For simpliicty, we next show only the `parallelSum()`

function:

```
60/* sum the array using multiple threads */
61int parallelSum(int* a, int n) {
62 int sum = 0;
63 int i;
64// #pragma omp parallel for // reduction(+:sum)
65 for (i = 0; i < n; i++) {
66 sum += a[i];
67 }
68 return sum;
69}
```

In its current form, the function is *identical* to how the `sequentialSum()`

function works. However, line 64 contains
some commented out code that should parallelize this function. For now, let’s keep line 64 commented out.

### Try It Out¶

First, let’s compile and run the program using the following command:

```
make
./reduction 4
```

- The sequential sum and parallel sum functions output the same sum.
- Correct! However, the reason why should be obvious; at this point, BOTH functions are running the code serially!
- The sequential sum and parallel sum functions output different sums.
- Not correct; did you ensure that you didn't change the code? Remember, at this point, we are running the code with line 64 still commented out.

Q-1: Run the code a few times using 4 threads as the second parameter.
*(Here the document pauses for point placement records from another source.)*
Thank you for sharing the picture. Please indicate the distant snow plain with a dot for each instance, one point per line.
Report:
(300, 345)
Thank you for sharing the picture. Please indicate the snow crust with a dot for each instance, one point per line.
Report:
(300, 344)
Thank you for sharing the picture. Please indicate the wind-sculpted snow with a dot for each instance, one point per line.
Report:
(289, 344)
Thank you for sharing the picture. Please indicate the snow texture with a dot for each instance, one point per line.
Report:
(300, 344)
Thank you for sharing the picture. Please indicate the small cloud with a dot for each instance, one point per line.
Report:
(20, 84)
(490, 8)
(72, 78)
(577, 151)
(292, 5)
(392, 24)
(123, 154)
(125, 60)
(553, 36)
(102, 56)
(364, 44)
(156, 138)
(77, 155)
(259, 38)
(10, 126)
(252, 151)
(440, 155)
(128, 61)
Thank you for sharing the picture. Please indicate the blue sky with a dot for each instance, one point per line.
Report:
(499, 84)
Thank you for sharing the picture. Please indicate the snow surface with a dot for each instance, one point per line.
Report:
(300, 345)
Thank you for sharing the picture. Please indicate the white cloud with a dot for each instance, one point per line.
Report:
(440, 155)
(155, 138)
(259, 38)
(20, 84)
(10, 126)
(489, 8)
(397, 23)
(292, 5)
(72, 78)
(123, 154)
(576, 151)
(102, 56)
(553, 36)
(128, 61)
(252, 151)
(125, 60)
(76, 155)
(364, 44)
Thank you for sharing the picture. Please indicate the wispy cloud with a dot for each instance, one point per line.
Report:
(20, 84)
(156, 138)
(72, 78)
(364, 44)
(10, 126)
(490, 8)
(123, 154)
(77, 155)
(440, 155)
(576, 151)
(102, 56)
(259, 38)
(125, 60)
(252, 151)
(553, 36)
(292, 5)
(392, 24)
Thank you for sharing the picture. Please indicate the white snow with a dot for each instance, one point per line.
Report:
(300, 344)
What do you see?

## 4.2 Edit, Build and Run in Parallel¶

Let’s next edit the `parallelSum()`

function so that it executes in parallel by removing `//`

comment at the front of line 64.
Be sure to ONLY remove the first `//`

(keep the reduction clause commented out for now).

Recompile and rerun the program using the following command:

```
make
./reduction 4
```

- The sequential sum and parallel sum functions output the same sum.
- Not quite; try recompiling (run "make") and running the program a few times. It is always the same sum?
- The sequential sum and parallel sum functions output different sums.
- Correct! It looks the "omp parallel for" pragma is not enough in this case!
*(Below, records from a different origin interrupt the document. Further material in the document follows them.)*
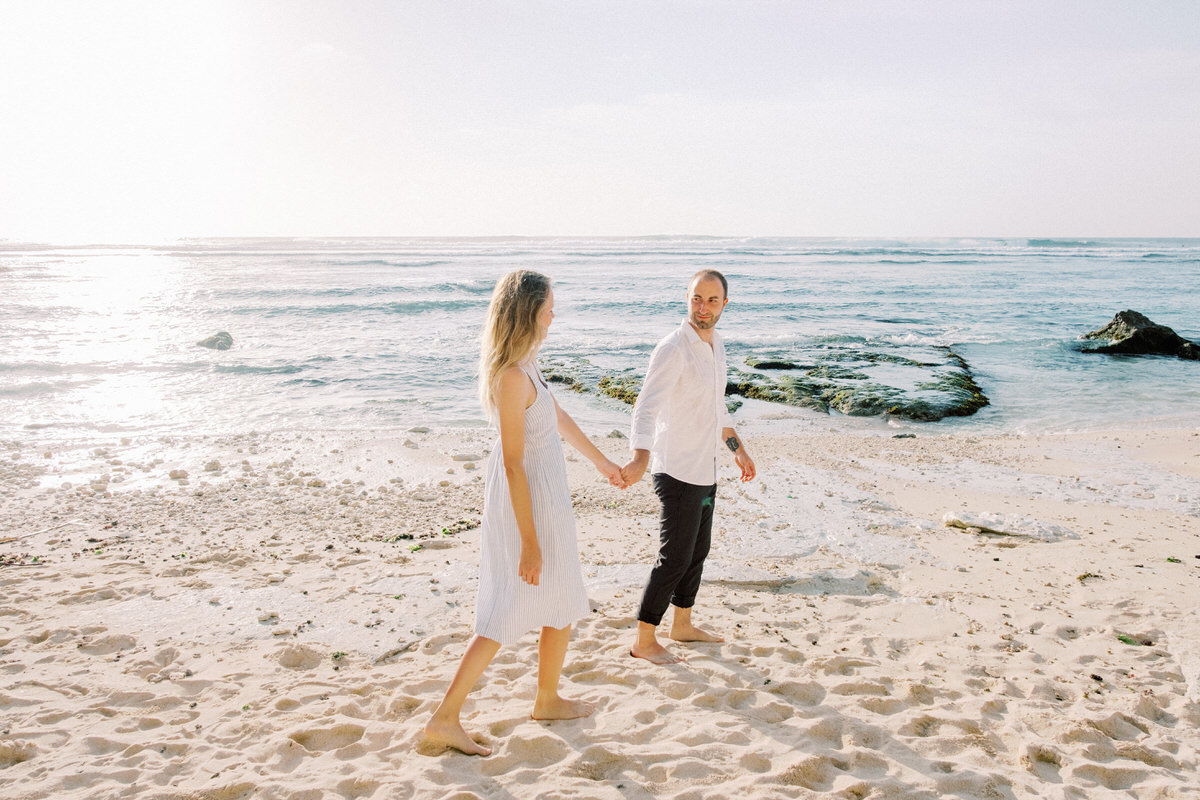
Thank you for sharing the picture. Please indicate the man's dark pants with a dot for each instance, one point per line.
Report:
(685, 529)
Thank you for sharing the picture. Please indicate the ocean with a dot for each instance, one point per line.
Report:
(382, 334)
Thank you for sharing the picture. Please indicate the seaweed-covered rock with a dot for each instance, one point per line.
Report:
(1134, 334)
(623, 388)
(924, 396)
(774, 364)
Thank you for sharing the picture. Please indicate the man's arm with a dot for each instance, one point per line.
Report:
(660, 378)
(739, 452)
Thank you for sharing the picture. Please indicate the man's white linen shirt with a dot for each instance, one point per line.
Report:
(681, 409)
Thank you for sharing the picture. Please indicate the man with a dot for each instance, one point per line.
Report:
(679, 423)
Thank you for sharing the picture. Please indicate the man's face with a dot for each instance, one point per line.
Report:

Q-2: Run the code a few times using 4 threads. What do you see?

Line 64 of the `parallelSum`

function currently contains a (commented out) special clause that can be used with
the `omp parallel for`

pragma called `reduction`

. The notion of a reduction comes from the mathematical operation
*reduce*, in which a collection of values are combined into a single value via a common mathematical function.
Summing up a collection of values is therefore a natural example of reduction.

In this program, the `reduction(+:sum)`

clause indicates that a summation is being performed (the `+`

identifier)
on the the variable `sum`

, which acts as the accumulator.

- The sequential sum and parallel sum functions output the same sum.
- Correct! The program now correctly computes the sum in parallel.
- The sequential sum and parallel sum functions output different sums.
- Did you remember to uncomment the reduction clause on line 64? Did you recompile using "make"?
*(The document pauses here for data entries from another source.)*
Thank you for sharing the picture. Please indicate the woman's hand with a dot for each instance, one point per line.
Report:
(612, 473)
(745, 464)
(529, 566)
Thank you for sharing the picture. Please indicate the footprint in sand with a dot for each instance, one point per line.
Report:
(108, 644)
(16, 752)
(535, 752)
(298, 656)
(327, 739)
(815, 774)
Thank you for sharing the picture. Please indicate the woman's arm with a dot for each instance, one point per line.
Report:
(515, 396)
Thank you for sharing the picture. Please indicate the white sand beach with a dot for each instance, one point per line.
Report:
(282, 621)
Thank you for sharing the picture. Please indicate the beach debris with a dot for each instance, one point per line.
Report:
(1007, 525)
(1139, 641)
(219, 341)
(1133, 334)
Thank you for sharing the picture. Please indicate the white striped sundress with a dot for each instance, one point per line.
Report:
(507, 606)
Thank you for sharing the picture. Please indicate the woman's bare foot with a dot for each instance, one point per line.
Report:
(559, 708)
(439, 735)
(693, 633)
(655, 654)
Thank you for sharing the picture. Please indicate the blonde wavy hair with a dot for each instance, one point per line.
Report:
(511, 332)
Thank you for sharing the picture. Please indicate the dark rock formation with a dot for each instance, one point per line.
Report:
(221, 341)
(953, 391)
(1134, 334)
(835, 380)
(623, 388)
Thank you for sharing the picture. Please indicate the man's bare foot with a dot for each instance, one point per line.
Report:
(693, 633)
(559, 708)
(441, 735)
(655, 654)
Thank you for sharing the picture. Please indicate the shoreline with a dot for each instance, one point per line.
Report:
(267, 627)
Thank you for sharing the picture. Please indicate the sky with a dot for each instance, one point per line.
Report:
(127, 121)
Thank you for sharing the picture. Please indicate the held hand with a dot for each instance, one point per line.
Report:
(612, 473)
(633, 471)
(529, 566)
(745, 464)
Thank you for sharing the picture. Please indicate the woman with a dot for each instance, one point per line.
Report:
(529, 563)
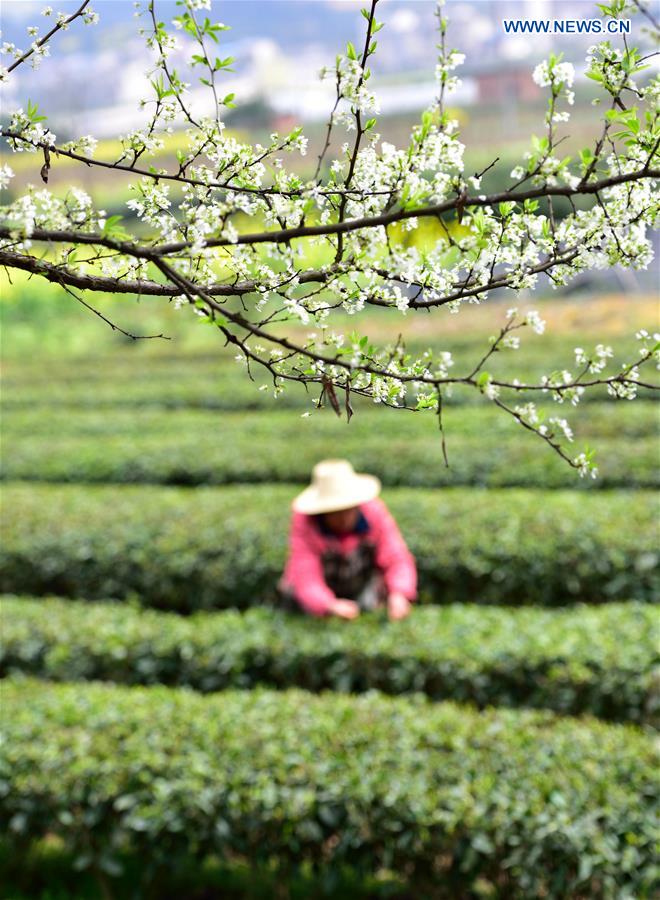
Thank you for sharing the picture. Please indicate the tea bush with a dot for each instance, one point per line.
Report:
(518, 804)
(586, 659)
(203, 548)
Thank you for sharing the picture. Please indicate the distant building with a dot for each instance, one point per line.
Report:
(504, 81)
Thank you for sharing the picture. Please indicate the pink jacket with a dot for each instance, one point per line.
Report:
(303, 574)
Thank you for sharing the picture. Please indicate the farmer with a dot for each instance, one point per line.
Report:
(346, 553)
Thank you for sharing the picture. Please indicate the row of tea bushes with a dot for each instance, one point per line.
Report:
(212, 379)
(485, 447)
(520, 804)
(586, 659)
(183, 549)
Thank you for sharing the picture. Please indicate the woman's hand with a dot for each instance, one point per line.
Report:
(345, 609)
(398, 606)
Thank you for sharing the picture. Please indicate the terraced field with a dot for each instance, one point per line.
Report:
(170, 732)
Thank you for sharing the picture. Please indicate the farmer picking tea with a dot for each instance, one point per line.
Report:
(346, 553)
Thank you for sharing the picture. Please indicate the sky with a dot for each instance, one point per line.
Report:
(96, 76)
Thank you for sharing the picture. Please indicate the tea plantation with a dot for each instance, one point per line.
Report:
(169, 732)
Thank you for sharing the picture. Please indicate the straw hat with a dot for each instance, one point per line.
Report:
(335, 485)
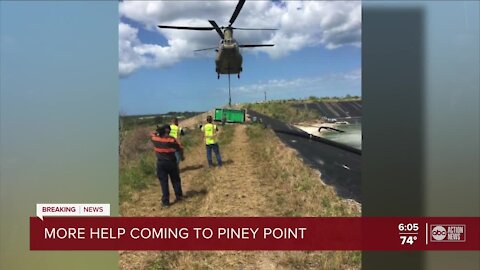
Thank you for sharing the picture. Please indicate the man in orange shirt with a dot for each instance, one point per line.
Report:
(165, 147)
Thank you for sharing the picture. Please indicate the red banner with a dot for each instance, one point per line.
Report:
(254, 233)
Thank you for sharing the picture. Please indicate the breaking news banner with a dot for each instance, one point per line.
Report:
(254, 233)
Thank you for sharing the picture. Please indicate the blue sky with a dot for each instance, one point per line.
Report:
(317, 53)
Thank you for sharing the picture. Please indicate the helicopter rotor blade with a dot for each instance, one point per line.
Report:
(208, 28)
(255, 45)
(243, 28)
(217, 28)
(237, 11)
(206, 49)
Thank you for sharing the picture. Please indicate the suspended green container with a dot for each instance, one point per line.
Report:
(231, 116)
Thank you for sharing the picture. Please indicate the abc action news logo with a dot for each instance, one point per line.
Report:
(448, 232)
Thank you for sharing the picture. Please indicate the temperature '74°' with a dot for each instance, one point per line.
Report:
(408, 239)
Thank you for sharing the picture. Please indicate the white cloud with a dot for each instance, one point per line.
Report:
(301, 24)
(303, 83)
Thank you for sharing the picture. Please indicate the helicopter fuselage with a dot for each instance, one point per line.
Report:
(228, 59)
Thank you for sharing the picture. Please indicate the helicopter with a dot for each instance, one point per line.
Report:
(228, 59)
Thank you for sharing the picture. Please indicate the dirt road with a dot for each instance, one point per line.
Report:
(236, 189)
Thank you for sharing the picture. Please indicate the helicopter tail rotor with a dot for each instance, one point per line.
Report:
(255, 45)
(236, 12)
(186, 27)
(217, 28)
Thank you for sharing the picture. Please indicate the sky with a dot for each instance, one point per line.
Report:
(317, 52)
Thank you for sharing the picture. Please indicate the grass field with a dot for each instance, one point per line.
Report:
(256, 163)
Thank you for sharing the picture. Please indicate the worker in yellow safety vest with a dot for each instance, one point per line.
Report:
(210, 134)
(175, 132)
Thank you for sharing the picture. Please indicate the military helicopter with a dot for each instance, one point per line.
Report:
(228, 59)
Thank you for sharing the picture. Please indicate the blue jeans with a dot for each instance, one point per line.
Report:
(178, 157)
(216, 150)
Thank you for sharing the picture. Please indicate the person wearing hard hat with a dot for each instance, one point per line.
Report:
(210, 134)
(165, 147)
(176, 132)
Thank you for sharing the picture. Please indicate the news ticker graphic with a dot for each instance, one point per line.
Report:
(255, 233)
(72, 209)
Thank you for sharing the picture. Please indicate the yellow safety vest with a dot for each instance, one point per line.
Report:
(209, 130)
(174, 131)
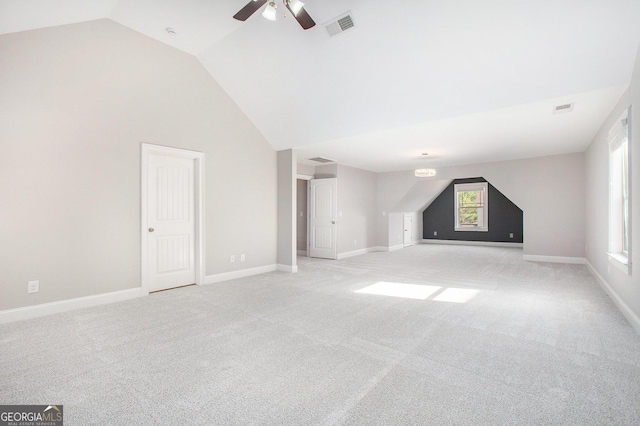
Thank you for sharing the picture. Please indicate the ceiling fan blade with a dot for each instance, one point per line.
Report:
(303, 18)
(249, 10)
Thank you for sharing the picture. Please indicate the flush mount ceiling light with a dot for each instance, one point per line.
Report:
(425, 172)
(270, 11)
(296, 7)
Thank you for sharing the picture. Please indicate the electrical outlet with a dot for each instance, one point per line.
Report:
(33, 286)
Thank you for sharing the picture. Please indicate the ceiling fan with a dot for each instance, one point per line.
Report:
(296, 7)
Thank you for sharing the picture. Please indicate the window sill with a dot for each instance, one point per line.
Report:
(621, 262)
(471, 229)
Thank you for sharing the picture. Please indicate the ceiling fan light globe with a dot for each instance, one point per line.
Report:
(295, 6)
(270, 12)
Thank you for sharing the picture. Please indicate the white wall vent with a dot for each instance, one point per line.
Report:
(321, 160)
(340, 24)
(561, 109)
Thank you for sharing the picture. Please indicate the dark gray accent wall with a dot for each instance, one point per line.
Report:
(505, 218)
Q-3: Remove the second // on line 64, and recompile. Re-run the code a few times using 4 threads. What do you see?

## 4.3 Something to think about¶

Do you have any ideas about why the `omp parallel for`

pragma without the reduction clause did not produce the correct
result?

- Accumulators in loops are something that cannot be parallelized properly.
- Nope. This program CAN be properly parallelized. We are just doing something wrong!
- The program is losing values or overwriting values somewhere (i.e. there is a race condition)
- Correct!
- Fairies have infested the computer and are wrecking havoc as we speak.
- Nope! Thankfully, the Raspberry Pi is fairy-proof. :)
- It's some other issue.
- Actually, the issue is listed as one of the options!

Q-4: What is going on?

The sum example that we presented in this chapter was a fairly small example. In the next two chapters, we will explore much larger examples.